Why shouldn't I just filter based on quality score and throw away those with low scores?

msport469 · September 10, 2019, 11:25am

Hi,

Using dada2 or deblur is essentially taking out the low quality data. Is there a reason I should use one of these and not just filter based on the quality score? Thanks.

Nicholas_Bokulich · September 10, 2019, 12:55pm

this is a bit of an oversimplification! E.g., dada2 does not only remove low-quality reads, it also aims to correct the errors in reads to recover the true signal, rather than throwing away or trimming a read wherever an error is observed.

Both dada2 and deblur actually use a Q-score-based filter as the first step (dada2 does this automatically, deblur should be preceded by a qiime quality-filter step to perform this filter). This is only a rough filtering step, though, and does not catch (let alone correct!) all errors.

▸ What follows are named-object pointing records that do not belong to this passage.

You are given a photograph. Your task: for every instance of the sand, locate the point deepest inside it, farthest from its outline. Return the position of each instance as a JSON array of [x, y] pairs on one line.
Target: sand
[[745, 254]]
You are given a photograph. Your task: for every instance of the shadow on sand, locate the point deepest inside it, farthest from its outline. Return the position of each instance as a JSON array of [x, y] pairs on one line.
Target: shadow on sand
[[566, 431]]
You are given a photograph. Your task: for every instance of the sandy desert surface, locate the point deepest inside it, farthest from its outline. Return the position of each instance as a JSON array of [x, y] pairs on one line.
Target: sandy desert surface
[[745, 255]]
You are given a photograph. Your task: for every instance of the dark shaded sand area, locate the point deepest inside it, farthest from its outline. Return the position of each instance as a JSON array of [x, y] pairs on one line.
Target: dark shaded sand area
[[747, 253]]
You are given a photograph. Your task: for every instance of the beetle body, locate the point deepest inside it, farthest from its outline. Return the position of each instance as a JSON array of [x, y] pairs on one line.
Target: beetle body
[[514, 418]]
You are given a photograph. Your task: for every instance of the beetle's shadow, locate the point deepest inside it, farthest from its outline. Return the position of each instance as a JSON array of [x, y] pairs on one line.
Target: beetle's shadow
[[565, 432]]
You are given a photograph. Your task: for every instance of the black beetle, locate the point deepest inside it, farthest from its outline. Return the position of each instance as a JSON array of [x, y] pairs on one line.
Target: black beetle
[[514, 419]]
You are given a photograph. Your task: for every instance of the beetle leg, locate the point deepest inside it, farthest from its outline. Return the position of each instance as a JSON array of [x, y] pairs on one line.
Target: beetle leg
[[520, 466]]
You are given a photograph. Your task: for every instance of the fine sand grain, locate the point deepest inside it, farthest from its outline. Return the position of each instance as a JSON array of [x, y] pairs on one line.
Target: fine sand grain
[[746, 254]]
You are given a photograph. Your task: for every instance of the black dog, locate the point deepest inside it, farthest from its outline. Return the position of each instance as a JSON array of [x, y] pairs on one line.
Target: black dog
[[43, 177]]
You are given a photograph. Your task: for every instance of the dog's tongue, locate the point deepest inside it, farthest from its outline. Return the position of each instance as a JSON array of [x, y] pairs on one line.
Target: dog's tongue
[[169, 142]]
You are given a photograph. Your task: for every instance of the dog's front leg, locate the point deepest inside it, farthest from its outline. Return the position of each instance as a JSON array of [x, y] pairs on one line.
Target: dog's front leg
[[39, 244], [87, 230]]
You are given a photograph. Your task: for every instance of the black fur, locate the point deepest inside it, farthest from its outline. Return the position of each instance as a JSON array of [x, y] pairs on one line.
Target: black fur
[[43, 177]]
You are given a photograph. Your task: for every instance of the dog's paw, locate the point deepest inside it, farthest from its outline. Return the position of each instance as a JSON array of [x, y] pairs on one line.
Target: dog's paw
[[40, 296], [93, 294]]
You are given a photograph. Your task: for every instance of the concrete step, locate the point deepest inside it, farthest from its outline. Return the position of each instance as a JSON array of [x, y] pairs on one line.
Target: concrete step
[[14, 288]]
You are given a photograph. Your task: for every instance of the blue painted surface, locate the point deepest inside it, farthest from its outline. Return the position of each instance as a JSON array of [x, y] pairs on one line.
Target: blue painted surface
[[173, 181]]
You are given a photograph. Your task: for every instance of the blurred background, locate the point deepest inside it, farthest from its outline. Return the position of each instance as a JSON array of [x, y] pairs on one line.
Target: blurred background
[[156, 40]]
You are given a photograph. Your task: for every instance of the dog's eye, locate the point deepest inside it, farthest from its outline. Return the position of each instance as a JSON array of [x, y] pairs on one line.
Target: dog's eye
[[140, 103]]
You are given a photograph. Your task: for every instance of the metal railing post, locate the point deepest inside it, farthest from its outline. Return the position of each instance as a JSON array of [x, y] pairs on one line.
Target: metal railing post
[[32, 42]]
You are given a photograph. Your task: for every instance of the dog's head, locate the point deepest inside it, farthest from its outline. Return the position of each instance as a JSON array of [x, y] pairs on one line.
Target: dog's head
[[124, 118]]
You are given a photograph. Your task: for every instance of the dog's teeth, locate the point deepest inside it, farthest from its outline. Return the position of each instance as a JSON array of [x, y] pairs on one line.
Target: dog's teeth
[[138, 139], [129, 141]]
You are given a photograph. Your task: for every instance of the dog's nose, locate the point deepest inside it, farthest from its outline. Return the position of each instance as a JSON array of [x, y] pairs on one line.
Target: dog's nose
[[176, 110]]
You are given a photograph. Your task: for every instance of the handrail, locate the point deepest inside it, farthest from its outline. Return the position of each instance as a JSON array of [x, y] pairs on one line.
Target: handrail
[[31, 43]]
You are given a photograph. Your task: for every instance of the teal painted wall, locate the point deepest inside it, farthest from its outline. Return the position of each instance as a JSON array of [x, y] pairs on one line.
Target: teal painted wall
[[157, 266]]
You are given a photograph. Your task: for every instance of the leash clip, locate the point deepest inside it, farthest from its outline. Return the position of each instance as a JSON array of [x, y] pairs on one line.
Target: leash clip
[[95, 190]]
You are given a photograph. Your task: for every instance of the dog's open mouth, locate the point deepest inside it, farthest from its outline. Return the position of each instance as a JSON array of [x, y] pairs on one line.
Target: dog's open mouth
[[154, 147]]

The best evidence for this is really in the literature; I'd advise you to look at the dada2 and deblur papers and other benchmarks that compare these methods vs. QIIME 1 (where the only option was rigorous Q-score-based filtering, essentially step 1 in the dada2/deblur workflows).

Q-score-based filtering is an imprecise tool: either errors creep in to your data or you trim so much data you are left with nothing — see here for a benchmark of Q-score-based filtering to give you an idea that a rough filter alone is not enough.

dada2 and deblur == a fine cup of espresso
q-score filtering == straining the grinds through your teeth

msport469 · September 10, 2019, 2:18pm

I've never seen such a beautiful metaphor in my life wow thank you for that amazing explanation and also that image of coffee grounds in my mouth I'll never ever be able to forget.

system · October 12, 2019, 12:12pm

This topic was automatically closed 31 days after the last reply. New replies are no longer allowed.